Mum and the sisters are going through a wardrobe in
one of the bedrooms.
Suddenly there is a shrieking and thundering of
footsteps in the passage and they burst into the living-room.
First Bigsister whirls in looking horrified, gibbering “Oh
My Gawd I touched them” and throws herself into a chair.
Then Middlesister trying to supress her giggles and
holding something in a paper hanky.
Finally Mum with a look of mischievous childlike glee
on her face.
Bigsister had insisted on going through the pockets of
every garment “in case there’s a fiver in there.”
She had put her hand into the pocket of Mum’s School
Meals Supervisor overall and brought out …
a set of
false teeth.
We will never know why Mum had the teeth in her
overall.
None of us could remember her losing any, including
Dad.
We surmised she must have been wearing in a new set
and put the old set in her pocket to swap if her gums got uncomfortable.

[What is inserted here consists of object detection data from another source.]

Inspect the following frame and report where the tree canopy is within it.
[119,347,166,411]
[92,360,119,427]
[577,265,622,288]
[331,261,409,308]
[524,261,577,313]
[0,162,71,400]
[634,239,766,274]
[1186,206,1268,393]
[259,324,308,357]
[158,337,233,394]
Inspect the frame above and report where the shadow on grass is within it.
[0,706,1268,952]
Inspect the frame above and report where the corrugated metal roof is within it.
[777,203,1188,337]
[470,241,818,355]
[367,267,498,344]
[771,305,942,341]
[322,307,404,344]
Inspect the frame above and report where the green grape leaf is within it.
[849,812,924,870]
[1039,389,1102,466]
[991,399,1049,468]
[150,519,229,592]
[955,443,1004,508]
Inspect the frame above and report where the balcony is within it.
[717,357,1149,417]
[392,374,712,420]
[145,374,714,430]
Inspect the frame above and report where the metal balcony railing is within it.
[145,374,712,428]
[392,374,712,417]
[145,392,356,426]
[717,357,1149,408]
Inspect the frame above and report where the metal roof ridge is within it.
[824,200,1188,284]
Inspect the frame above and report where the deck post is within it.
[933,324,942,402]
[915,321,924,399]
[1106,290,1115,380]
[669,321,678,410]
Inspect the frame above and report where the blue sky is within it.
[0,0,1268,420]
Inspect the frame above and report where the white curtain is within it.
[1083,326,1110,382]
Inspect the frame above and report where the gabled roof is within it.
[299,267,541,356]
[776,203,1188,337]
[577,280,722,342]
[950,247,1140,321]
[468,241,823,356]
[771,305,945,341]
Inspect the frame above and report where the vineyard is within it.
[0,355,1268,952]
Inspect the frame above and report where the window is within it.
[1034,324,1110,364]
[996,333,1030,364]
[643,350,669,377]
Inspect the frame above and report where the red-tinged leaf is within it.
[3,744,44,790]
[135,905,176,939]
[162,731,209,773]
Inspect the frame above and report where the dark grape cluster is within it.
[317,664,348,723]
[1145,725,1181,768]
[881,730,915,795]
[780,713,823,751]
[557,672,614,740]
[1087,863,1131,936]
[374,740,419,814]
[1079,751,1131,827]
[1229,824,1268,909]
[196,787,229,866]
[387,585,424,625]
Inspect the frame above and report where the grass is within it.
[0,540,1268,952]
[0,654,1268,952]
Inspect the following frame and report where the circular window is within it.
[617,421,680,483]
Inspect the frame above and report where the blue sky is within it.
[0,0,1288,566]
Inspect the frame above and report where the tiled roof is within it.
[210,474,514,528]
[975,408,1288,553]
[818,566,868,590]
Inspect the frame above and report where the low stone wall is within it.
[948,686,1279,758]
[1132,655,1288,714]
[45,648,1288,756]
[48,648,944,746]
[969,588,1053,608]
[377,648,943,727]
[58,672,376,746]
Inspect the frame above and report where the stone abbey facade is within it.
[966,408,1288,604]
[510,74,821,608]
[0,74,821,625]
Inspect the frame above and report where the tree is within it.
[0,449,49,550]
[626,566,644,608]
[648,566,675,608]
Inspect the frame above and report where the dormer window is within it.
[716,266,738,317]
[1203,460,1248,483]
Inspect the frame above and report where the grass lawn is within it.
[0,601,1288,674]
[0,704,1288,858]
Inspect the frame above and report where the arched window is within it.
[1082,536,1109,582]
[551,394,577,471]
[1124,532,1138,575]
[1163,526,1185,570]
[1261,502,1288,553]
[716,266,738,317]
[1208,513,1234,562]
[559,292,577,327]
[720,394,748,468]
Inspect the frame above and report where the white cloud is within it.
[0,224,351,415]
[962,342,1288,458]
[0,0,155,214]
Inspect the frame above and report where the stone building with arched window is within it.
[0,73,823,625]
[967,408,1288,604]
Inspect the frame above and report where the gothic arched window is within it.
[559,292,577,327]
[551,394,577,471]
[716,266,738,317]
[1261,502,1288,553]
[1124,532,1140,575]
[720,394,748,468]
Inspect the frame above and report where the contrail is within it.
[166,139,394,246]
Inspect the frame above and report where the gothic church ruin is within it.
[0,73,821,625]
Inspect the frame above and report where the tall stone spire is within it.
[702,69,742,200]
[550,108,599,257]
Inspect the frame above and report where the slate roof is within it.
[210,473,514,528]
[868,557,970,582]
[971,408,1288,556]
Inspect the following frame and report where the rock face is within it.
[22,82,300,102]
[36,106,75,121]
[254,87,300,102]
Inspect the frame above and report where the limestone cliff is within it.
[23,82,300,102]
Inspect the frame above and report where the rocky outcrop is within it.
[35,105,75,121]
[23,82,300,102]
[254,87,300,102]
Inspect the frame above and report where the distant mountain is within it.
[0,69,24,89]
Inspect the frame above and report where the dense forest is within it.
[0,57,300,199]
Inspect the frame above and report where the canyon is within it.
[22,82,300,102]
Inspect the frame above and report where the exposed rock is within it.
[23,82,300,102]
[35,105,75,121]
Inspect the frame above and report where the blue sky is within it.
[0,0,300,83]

She was unable, or unwilling, to tell us.
But I shall never ever forget that gleeful smile.
One major factor on moving to false teeth was that pregnant women got NHS dental treatment for free. So, if women were expecting they could get their false teeth for free. So, if you thought (as most people did) you were going to lose your teeth in a few years anyway, it made sense to get the whole thing 'sorted' whilst expecting. I well remember my Mum when she was expecting my little brother going to have about 5 teeth extracted and (once the gums had healed) getting her false teeth. It seemed fairly brutal to me.